In order to remain competitive with developers such as Apple and Google, Microsoft has released a new operating system and made significant investments in the cloud over the past year.
Windows 8 was recently followed by an update in February, which might prompt many organizations to consider undergoing Microsoft training to educate employees new to the system.
The first bump forward For businesses or individuals looking to make the shift from XP to Windows 8, Microsoft announced on March 3 that it will will provide users with PCmover Express, a program that copies all the files and settings from a Windows XP PC to a new computer running Windows 7, 8 or 8.1. According to PC Mag, the transfer can be performed across a home or work network and enables XP customers to dictate what data they wish to migrate.
Although many organizations are now operating on at least a Windows 7 platform, there are still a good handful of businesses that are out of the loop. The operating system, as well as its successors, possesses a very different format than its predecessor. Those choosing to transition to Windows 8.1 will most likely enroll in Microsoft certification courses to acclimate their employees to the new platform.
Windows XP users will still be allowed to operate under the system past an April 8 deadline set by Microsoft, in which support teams will no longer be available for consultation regarding the XP operating system.
Showcase displays new business solutions The majority of large corporations have been operating on a cloud infrastructure for some time now. In response, software developers have moved past deployments that were only appropriate as on-premise applications and toward more flexible solutions.

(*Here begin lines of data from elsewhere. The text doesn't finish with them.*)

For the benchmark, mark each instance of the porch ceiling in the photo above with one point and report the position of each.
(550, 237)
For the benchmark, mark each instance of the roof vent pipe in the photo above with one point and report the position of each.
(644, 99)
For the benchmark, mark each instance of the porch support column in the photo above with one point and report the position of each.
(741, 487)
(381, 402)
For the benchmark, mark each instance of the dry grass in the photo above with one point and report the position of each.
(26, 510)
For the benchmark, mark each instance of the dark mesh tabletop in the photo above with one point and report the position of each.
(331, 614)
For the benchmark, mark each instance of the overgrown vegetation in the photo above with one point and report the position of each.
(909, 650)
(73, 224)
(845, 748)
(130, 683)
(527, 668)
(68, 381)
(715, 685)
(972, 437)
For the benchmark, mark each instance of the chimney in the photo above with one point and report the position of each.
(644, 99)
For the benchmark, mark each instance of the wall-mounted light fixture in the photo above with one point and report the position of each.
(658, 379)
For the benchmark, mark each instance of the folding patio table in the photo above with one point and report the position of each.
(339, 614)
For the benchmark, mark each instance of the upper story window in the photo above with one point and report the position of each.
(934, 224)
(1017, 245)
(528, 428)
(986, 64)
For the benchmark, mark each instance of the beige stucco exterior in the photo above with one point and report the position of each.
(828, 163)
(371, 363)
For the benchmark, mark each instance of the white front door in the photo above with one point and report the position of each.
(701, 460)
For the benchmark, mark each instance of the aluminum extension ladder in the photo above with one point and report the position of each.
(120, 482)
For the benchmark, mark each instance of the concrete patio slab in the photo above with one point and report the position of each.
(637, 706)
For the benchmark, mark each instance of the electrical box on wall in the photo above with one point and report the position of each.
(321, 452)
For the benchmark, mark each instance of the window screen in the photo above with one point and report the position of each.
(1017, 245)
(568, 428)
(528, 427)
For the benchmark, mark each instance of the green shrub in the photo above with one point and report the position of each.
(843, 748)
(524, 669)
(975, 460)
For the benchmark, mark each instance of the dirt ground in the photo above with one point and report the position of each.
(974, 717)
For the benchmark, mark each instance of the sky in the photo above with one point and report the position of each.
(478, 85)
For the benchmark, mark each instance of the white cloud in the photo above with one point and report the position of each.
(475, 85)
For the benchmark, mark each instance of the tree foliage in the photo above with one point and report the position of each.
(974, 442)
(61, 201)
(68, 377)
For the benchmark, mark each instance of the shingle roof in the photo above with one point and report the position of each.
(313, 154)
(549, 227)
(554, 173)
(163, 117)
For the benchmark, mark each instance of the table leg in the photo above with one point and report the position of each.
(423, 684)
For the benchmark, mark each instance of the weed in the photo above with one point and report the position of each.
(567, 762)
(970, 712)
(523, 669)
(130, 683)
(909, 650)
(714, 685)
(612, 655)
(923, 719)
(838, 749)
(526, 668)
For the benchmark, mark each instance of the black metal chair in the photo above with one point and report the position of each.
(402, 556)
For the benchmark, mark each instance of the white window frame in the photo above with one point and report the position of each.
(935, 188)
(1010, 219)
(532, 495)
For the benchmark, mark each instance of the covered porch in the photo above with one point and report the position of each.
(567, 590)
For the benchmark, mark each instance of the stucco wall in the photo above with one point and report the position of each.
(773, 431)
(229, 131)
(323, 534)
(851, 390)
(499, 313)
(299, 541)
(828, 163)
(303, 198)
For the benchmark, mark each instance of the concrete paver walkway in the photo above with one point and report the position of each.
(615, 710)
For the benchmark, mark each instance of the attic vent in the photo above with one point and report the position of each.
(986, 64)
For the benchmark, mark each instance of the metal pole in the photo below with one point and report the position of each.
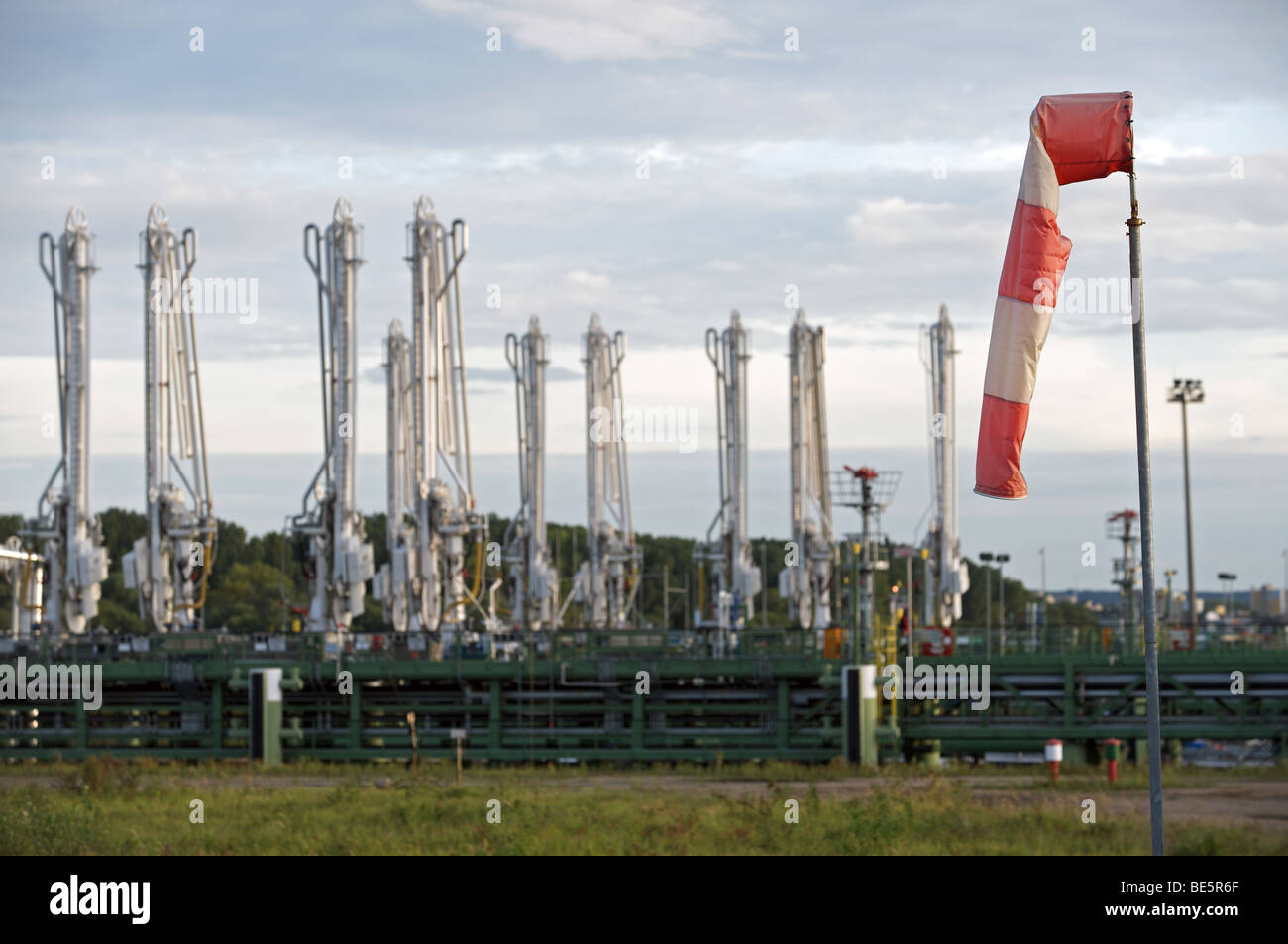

Information Week reported that Microsoft Dynamics CRM and ERP are now compatible with cloud environments. Although still suitable for in-house systems, the new releases have more cloud-friendly applications many veteran users may not be familiar with.
To educate professionals, the contemporary Microsoft training course will instruct prospective users on new releases such as Dynamics Marketing, Social Listening and Unified Desk Service, all of which can be found on the CRM deployment. In addition, updated business intelligence tools capable of producing analysis on collected data will be included in the curriculum.
“Microsoft Dynamics Marketing management and analysis capabilities extend to conventional TV, radio, print, live event, and telemarketing efforts as well as email, web, and social campaigns,” the source said.
For veteran Microsoft users who may be baffled by these new tools, Microsoft training may be a necessity. It will also empower previous generations with extensive knowledge of social media analysis concepts.